I believe it is. Many hospitals and labs actually still use the same microbiology techniques they’ve been using for 100 years! Perhaps the main reason is that microbiology and infectious disease diagnostics are only seen as a small branch of lab medicine – relegated to what I call “third cousin” status below cancer diagnostics and tissue pathology.
For instance, I read the results from a survey conducted in France that showed that general physicians were still not using simple rapid tests for group A strep (1). They were vastly under-utilized even though they are cheap, perform well and have been available for years. Why? Many of them didn’t know they existed, some weren’t aware of the increase in performance, others were worried about reimbursement, and so on.
If you take the other extreme, we can look at highly complex tests like multi-PCR syndromic panels and novel assays like innovative biomarkers for sepsis prognosis and kidney injury evaluation. Despite the availability of these valuable tests, there is not enough known among the lab community to ensure the widespread use of these diagnostic tests for the right patient under the right conditions. I think laboratory professionals need help and we, as manufacturers, certainly have a role to play. How? By developing evidence-based medical education. If you just look at procalcitonin, which is probably the single most useful biomarker in infectious diseases today, it took over 10 years for significant market adoption. There was a lot of skepticism among clinicians and labs before they realized that there was enough data out there to trust it and use it. Hopefully, we’re a little faster today at getting the message out, but I still think that more education is needed in the infectious disease space.

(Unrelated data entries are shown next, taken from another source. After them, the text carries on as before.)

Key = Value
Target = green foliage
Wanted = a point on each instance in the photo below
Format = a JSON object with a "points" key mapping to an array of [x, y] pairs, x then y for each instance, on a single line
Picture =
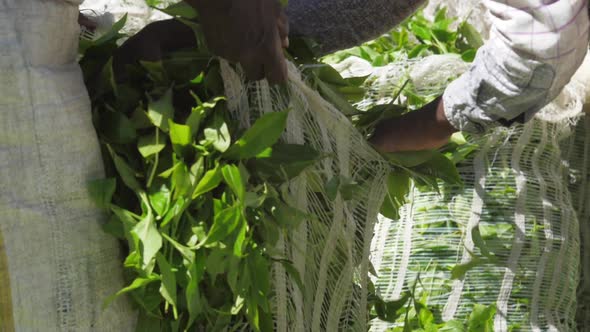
{"points": [[416, 37], [200, 204], [185, 193]]}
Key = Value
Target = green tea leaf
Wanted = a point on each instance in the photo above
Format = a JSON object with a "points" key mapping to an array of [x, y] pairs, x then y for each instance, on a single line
{"points": [[150, 145], [161, 111], [150, 238], [224, 223], [285, 161], [160, 197], [126, 173], [168, 284], [210, 181], [217, 133], [139, 282], [233, 178], [265, 132]]}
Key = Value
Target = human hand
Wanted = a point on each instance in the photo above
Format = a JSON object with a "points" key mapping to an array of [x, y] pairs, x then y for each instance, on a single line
{"points": [[425, 129], [252, 32]]}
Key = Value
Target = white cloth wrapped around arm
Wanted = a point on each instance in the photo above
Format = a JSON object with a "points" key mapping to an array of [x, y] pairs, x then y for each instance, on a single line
{"points": [[535, 48]]}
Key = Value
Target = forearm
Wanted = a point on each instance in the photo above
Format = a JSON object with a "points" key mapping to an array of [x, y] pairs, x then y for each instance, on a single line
{"points": [[424, 129], [339, 24], [533, 52]]}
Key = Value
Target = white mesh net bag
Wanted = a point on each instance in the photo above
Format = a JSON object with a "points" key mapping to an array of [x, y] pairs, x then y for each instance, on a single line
{"points": [[524, 190], [516, 195], [331, 251], [577, 153]]}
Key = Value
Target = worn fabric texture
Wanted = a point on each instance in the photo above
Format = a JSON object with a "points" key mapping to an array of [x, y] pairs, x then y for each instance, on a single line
{"points": [[57, 266], [346, 23]]}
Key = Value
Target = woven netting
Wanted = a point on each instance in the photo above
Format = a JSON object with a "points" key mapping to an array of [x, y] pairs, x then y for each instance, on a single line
{"points": [[577, 153], [331, 249], [516, 194]]}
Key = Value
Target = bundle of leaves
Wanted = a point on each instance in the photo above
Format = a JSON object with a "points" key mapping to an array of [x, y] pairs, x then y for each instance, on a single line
{"points": [[200, 202]]}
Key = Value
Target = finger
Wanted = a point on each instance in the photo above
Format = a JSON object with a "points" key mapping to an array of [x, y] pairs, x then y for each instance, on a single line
{"points": [[275, 65]]}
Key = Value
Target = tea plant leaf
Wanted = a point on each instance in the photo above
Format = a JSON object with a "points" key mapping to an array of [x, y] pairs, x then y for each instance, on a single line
{"points": [[265, 132], [168, 282], [160, 111], [150, 238]]}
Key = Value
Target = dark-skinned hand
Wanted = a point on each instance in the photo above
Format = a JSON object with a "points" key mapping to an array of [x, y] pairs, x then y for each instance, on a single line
{"points": [[424, 129], [252, 32]]}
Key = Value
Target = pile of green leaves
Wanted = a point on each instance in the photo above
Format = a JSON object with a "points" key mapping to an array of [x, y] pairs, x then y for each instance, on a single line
{"points": [[199, 202], [416, 37]]}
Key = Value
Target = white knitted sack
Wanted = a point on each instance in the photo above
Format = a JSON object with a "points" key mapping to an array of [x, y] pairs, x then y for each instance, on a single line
{"points": [[57, 266], [331, 250]]}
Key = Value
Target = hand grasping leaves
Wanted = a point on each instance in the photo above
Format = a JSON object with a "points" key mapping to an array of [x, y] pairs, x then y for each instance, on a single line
{"points": [[252, 32]]}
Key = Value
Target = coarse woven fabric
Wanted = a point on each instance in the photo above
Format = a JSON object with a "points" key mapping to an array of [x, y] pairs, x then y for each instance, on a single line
{"points": [[525, 190], [339, 24], [516, 196], [331, 250], [57, 266]]}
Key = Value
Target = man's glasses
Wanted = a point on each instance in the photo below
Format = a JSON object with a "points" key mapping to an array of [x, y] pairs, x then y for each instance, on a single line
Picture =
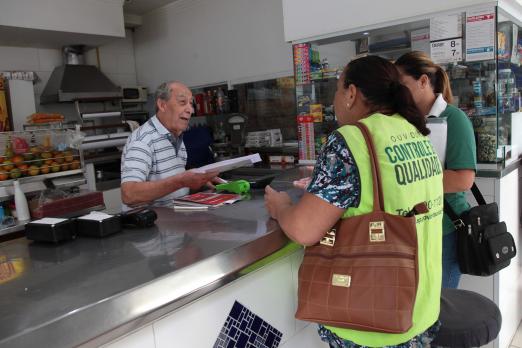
{"points": [[183, 100]]}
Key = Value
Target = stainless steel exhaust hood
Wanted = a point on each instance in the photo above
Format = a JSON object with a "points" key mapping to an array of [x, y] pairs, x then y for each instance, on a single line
{"points": [[77, 81]]}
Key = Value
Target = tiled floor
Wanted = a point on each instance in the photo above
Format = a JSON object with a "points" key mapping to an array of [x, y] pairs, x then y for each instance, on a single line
{"points": [[517, 340]]}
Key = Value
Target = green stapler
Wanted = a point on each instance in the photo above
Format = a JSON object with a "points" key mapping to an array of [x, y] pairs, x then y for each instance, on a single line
{"points": [[237, 186]]}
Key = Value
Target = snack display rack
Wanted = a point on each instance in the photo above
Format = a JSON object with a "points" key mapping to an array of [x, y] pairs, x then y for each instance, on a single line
{"points": [[32, 156]]}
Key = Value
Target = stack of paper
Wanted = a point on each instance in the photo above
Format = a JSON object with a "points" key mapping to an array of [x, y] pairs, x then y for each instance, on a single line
{"points": [[204, 200], [230, 164]]}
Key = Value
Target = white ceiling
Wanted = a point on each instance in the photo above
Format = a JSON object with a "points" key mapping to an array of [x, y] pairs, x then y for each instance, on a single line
{"points": [[140, 7]]}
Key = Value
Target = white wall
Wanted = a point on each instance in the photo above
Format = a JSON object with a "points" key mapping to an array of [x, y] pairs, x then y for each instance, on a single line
{"points": [[100, 17], [207, 41], [305, 19], [116, 61]]}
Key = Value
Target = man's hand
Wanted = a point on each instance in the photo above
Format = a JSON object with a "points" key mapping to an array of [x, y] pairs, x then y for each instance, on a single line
{"points": [[304, 182], [194, 180], [275, 201], [214, 181]]}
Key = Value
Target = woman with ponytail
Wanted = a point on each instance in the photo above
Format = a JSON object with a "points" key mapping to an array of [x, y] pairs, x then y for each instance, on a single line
{"points": [[369, 92], [431, 90]]}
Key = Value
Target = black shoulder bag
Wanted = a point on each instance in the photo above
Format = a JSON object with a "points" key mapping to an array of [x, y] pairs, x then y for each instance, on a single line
{"points": [[484, 246]]}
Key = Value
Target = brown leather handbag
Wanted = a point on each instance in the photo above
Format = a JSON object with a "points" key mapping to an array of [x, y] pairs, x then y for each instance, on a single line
{"points": [[363, 274]]}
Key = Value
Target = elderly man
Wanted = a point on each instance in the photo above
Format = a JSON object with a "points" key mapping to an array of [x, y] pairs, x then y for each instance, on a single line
{"points": [[154, 158]]}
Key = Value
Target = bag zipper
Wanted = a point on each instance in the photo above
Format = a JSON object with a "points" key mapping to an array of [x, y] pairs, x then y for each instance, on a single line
{"points": [[354, 255]]}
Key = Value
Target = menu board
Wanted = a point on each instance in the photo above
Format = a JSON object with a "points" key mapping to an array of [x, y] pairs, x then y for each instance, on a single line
{"points": [[305, 137], [302, 63], [480, 34], [446, 51], [4, 115], [445, 27]]}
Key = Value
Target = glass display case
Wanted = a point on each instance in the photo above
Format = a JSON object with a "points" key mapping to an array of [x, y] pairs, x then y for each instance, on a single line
{"points": [[486, 81]]}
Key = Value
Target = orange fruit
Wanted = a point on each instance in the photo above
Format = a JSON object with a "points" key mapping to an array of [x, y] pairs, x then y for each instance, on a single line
{"points": [[55, 167], [75, 164], [44, 168], [46, 155], [34, 170], [17, 159], [68, 156], [7, 165], [23, 168], [15, 173]]}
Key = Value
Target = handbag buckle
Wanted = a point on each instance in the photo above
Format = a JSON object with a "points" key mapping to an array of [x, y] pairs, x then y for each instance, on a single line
{"points": [[459, 223], [329, 238], [377, 233]]}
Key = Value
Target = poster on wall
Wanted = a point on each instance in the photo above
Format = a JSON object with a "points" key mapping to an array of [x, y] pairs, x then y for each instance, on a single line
{"points": [[480, 34], [446, 51], [445, 27], [4, 114], [420, 40]]}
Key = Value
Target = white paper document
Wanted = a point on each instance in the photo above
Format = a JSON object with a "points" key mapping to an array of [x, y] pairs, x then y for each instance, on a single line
{"points": [[230, 164]]}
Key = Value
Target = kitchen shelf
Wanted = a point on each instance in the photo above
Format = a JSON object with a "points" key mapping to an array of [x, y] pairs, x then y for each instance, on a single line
{"points": [[18, 226], [40, 177]]}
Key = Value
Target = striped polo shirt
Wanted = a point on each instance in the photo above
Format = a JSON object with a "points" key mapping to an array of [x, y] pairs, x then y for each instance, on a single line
{"points": [[153, 153]]}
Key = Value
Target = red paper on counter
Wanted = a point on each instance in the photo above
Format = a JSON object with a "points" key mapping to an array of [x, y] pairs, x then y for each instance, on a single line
{"points": [[208, 199]]}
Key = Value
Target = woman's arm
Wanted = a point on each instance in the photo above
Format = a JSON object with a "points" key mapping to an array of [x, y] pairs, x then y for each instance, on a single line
{"points": [[305, 222]]}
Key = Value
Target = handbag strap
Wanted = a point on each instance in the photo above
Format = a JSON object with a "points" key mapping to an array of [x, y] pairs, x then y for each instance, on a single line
{"points": [[451, 213], [378, 199], [477, 194]]}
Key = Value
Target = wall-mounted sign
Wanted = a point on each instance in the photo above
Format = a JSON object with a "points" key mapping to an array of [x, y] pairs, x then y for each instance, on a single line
{"points": [[445, 27], [480, 34], [420, 40], [446, 51]]}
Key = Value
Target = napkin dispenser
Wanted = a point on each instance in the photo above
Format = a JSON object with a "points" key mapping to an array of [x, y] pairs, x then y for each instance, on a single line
{"points": [[98, 224], [51, 230], [139, 218]]}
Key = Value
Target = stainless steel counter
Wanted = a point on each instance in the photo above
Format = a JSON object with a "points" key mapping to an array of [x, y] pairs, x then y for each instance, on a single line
{"points": [[90, 291]]}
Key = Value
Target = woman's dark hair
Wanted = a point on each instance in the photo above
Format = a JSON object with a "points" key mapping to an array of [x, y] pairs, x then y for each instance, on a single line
{"points": [[378, 80], [417, 63]]}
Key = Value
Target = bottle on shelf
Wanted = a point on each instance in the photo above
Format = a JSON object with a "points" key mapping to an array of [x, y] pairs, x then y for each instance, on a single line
{"points": [[22, 208], [220, 101], [214, 102], [208, 103]]}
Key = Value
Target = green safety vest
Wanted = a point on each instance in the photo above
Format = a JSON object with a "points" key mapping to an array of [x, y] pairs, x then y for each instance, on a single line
{"points": [[411, 173]]}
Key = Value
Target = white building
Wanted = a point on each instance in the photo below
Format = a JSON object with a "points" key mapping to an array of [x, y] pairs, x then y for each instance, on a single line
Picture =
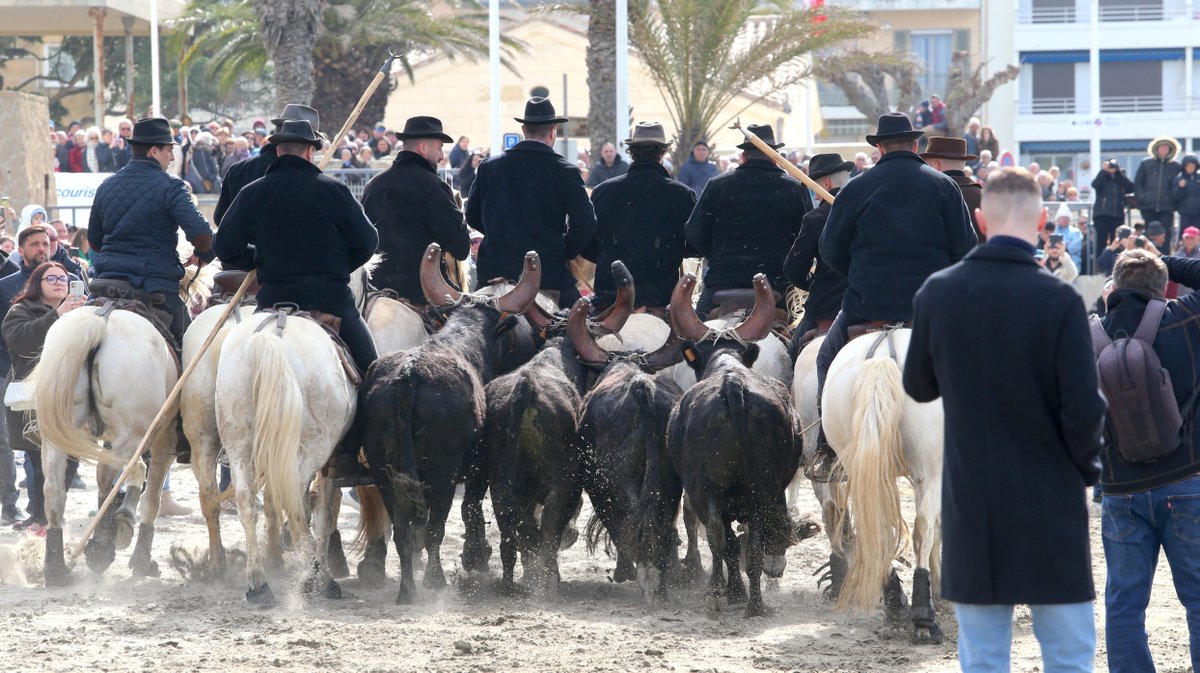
{"points": [[1146, 73]]}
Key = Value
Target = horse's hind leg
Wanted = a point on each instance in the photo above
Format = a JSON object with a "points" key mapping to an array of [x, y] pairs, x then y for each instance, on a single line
{"points": [[54, 467], [925, 542], [161, 457]]}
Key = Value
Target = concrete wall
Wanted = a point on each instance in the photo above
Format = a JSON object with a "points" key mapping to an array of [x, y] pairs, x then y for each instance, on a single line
{"points": [[27, 166]]}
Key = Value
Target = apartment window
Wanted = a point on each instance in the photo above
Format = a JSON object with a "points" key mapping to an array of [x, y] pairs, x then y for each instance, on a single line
{"points": [[1054, 88], [1131, 86]]}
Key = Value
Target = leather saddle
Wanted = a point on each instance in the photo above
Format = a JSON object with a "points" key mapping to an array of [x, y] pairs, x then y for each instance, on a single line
{"points": [[277, 317]]}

What impact do different financing models have on the adoption of new techniques and tests?
Siloed financing is the single biggest barrier to adoption of novel diagnostics – at least, in hospitals. It’s a huge problem. Those hospitals that are truly progressive are the ones that break down the silos between departments; where administrators look at budgets transversely across a hospital and allow a department to benefit from the savings made in another, or conversely, where an investment in a particular department will directly benefit another. For example, you could demonstrate that a $50,000 machine in the pathology lab reduces the length of hospital visit in an emergency department by 12 hours, making it a worthwhile investment. There are far too many hospitals today that still have the antiquated silo financial structure, where each department is responsible for its own budget and are under continuous pressure to save money and to justify spending. This is a Neanderthal approach; it’s damaging, inhibitive, and it has to go.
I think there are enough good models out there of how it can work successfully, and hopefully that ship will turn around eventually.
What can industry do to help?
I can’t stress enough the importance of investment into R&D. Companies can really help address the issues that I’ve been discussing by continuing to innovate in infectious disease diagnostics, to drive down the time to results, and to increase their medical value. We cannot just content ourselves with selling products; we have to sell solutions, and investment in infectious disease diagnostics must be an ongoing focus.
- J Carlet, P Le Coz. “Let’s save antibiotics together”, Proposals of the Ad Hoc Working Group for the Preservation of Antibiotics. Ministry of Social Affairs, Health and Women’s Rights. (2015) bit.ly/2k5Zvr4
Mark Miller is the Chief Medical Officer of bioMérieux.